Soudain, le chien fit rouler une pierre par inadvertance. Le lapin se retourna brusquement et comprit le danger. Il se mit à courir en zigzaguant. Ses bonds étaient prodigieux, il paraissait voler au-dessus des herbes folles. Le chien qui s’était redressé le poursuivit aussitôt. Il était plus lourd et moins habile à sauter par-dessus les crevasses et les mottes de terre, mais il courait extrêmement vite.
Le lapin ajoutait des feintes à son parcours endiablé. Il semblait aller vers la droite mais en réalité il était déjà à gauche, ou bien l’inverse. Il tournait en rond autour du chien et se trouvait parfois derrière lui. Le chien ne savait plus où donner de la tête. C’était un jeune limier qui apprenait à chasser le gibier. Un lapin n’était pas une grosse prise, mais elle lui paraissait facile. Le chien n’avait pas beaucoup d’expérience. Grâce à son odorat, il avait repéré la petite forme insouciante qui s’amusait au soleil et pensait que c’était une proie de choix.
Malgré son retard, le limier suivait toujours la boule de fourrure qui galopait vers son terrier. Il n’apercevait que le petit pompon blanc de la queue du lapin qui surgissait de temps à autre au-dessus des crêtes d’herbes. Le fugitif essayait d’égarer le chien pour protéger l’entrée de son abri mais il ne parvenait pas à tromper la vigilance de son poursuivant. Il ne savait pas que ses bonds démesurés et le point blanc sur son arrière train le trahissaient et l’empêchaient de semer le chien.

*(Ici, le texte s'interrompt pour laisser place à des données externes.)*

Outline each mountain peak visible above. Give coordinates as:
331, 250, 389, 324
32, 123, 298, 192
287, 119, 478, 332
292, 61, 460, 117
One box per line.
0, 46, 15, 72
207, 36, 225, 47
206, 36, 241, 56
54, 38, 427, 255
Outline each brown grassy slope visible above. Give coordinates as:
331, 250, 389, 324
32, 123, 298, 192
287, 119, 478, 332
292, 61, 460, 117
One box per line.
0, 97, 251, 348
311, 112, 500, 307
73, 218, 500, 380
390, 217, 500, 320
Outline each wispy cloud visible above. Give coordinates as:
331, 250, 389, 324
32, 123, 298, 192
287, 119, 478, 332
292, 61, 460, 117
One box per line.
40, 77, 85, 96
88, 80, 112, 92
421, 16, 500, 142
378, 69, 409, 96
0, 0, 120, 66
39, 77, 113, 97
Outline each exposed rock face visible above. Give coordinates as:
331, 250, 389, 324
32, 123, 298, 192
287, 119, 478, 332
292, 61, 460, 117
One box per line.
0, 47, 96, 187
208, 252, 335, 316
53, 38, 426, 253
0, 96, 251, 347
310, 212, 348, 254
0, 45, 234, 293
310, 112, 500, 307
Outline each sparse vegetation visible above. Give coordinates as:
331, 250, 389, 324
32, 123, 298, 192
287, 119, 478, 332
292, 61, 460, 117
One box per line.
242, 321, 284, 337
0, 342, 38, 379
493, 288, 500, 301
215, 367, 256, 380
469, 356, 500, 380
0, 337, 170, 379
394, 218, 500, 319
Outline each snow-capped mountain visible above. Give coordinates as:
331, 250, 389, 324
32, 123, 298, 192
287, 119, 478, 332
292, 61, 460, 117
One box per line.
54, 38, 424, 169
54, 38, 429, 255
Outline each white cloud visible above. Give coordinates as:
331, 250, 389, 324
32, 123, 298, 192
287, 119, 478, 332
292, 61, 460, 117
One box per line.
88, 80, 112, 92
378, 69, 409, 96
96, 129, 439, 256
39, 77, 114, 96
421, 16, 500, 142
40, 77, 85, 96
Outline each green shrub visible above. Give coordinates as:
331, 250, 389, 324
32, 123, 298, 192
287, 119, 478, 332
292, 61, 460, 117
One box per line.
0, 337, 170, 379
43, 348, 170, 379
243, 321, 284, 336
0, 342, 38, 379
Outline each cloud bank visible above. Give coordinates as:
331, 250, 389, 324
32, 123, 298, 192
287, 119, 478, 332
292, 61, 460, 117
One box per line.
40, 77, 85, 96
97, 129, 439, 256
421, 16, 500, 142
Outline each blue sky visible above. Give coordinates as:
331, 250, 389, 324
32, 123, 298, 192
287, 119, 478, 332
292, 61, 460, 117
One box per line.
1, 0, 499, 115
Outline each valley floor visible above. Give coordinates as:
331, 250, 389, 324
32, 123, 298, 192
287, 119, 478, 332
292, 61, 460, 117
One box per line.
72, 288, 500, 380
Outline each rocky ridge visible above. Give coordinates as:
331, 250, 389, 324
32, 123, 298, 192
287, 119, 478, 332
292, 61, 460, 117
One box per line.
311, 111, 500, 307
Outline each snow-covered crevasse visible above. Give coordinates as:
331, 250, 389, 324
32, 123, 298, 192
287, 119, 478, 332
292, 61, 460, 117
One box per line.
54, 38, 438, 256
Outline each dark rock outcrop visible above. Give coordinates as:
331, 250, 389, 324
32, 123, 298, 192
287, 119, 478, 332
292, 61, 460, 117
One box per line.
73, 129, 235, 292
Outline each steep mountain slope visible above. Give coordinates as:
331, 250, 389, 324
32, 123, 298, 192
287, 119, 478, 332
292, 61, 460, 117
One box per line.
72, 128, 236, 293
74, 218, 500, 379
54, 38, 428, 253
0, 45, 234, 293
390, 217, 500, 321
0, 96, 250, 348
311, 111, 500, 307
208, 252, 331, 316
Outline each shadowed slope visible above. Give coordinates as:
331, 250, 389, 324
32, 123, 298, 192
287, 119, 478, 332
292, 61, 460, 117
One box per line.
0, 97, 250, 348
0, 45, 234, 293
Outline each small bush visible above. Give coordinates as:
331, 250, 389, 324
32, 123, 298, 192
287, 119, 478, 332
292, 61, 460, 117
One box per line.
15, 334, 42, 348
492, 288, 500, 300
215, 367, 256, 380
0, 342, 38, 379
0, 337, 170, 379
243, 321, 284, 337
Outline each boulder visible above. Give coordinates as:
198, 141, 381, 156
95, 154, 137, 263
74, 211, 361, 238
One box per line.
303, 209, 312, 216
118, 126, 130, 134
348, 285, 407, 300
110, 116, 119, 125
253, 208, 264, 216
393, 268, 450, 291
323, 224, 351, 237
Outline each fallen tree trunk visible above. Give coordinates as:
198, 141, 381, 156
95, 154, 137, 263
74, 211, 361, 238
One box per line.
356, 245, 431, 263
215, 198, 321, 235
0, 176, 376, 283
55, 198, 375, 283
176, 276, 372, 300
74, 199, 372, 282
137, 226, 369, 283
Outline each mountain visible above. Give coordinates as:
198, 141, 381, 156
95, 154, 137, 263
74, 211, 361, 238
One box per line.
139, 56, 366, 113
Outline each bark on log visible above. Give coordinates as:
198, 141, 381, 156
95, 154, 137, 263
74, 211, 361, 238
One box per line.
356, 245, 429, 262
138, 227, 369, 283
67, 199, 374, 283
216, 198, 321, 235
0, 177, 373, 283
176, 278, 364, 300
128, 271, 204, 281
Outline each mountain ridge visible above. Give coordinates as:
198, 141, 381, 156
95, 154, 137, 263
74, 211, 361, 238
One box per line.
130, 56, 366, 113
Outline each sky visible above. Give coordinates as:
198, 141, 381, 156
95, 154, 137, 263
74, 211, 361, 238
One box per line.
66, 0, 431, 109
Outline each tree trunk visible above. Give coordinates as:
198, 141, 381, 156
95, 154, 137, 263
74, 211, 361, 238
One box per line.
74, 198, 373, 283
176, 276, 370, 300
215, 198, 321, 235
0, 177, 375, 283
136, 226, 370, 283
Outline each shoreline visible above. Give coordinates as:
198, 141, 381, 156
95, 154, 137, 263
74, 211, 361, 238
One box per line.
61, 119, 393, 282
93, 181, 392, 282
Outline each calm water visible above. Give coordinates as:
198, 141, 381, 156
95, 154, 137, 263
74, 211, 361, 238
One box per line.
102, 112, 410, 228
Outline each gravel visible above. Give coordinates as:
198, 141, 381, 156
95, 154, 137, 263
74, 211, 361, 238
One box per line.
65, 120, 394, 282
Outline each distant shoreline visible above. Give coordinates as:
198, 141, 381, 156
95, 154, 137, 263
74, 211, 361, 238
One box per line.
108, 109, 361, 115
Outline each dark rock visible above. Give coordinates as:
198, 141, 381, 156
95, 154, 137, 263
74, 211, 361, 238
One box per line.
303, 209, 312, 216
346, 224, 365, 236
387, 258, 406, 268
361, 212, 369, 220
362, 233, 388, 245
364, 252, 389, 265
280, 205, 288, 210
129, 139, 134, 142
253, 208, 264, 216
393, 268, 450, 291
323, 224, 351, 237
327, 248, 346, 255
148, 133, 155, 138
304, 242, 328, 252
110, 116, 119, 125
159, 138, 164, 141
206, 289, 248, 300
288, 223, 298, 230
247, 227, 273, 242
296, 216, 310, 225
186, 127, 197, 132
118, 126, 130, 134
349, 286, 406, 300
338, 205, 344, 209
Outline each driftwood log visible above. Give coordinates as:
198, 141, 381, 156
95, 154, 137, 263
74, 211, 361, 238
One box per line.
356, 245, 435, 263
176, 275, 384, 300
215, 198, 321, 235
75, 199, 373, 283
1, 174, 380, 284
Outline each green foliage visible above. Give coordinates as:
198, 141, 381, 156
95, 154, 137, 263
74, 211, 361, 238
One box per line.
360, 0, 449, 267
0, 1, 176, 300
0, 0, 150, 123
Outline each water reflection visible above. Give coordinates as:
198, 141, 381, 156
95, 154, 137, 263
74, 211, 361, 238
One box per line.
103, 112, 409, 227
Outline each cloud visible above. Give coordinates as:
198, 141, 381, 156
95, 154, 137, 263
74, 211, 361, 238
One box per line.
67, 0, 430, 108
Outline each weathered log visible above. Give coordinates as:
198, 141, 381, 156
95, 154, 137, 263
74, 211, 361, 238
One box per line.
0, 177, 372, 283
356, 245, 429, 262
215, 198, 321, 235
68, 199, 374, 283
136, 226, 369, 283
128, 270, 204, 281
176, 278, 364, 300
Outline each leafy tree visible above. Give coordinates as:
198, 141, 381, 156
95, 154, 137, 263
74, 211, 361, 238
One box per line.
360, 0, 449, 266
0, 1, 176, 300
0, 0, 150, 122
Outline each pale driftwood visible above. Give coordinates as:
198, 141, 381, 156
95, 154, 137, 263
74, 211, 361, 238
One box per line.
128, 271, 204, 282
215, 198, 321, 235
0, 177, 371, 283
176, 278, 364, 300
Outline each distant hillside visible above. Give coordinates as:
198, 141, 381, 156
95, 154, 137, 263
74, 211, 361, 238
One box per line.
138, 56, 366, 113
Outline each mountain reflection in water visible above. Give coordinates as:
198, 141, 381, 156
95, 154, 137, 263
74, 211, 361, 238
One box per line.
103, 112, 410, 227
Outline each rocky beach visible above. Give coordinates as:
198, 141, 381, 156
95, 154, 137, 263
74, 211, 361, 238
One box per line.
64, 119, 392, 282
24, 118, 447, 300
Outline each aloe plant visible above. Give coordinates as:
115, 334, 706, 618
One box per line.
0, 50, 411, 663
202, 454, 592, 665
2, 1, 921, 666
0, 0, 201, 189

Tandis que le lapin lui échappait, la colère du limier montait. Il enrageait désormais à chaque apparition du bout de la queue du lapin. Il était de plus en plus fou furieux.
Après quelques minutes d’une course effrénée, l’entrée du terrier se profila au pied d’une butte, à l’ombre d’un acacia qui surplombait le trou. Le lapin pénétra comme un bolide dans la galerie sombre. Il se réfugia dans une petite caverne, là où le couloir s’élargissait pour former un abri confortable pour dormir et se protéger du soleil et des prédateurs. Entraîné par sa course et aveuglé par sa hargne, le chien se précipita la tête la première dans le terrier. Fébrilement, il se mit à gratter le sol avec ses pattes pour agrandir le trou et avancer vers sa proie. Il apercevait l'œil brillant du lapin qui le regardait du fond de la caverne.
Le lapin n’en menait pas large, mais il savait pouvoir se sauver en empruntant une autre galerie. Il regardait avec curiosité le chien s’escrimer à creuser la terre. Celui-ci s’était déjà avancé jusqu’à mi-corps dans l’étroit passage. Mais il remua tant et tant la fragile construction que l’entrée du terrier s’éboula soudain sur lui. Il était coincé dans le souterrain, enterré sous les débris. Le lapin commença à se moquer de lui puis il comprit que le chien étouffait. Il ne pouvait plus respirer. Il faisait maintenant un noir d’encre dans le terrier.
L’air se raréfiait aussi pour le lapin dans le souterrain bouché. Il entendait le chien haleter et gémir. Il emprunta une galerie plus profonde et sortit du terrier par un autre trou, habilement dissimulé derrière un buisson. Il revint vers l’entrée désormais condamnée, d’où l’arrière train du chien émergeait. Il était encore secoué de quelques soubresauts qui faiblissaient de plus en plus et devenaient de simples hoquets.
Aussitôt, le lapin se mit à creuser un tunnel parallèle pour créer un trou d’air. Ses petites pattes avant s’agitaient avec frénésie et habileté. La terre jaillissait de part et d’autre de son dos en jets de mottes sèches. Bientôt il atteignit l’endroit où se trouvait la caverne et attaqua la paroi. Quand elle céda, l’air et la lumière s’engouffrèrent dans la petite ouverture. Le lapin dégagea avec ses pattes le museau du chien qui ne remuait plus, puis les yeux remplis de poussière.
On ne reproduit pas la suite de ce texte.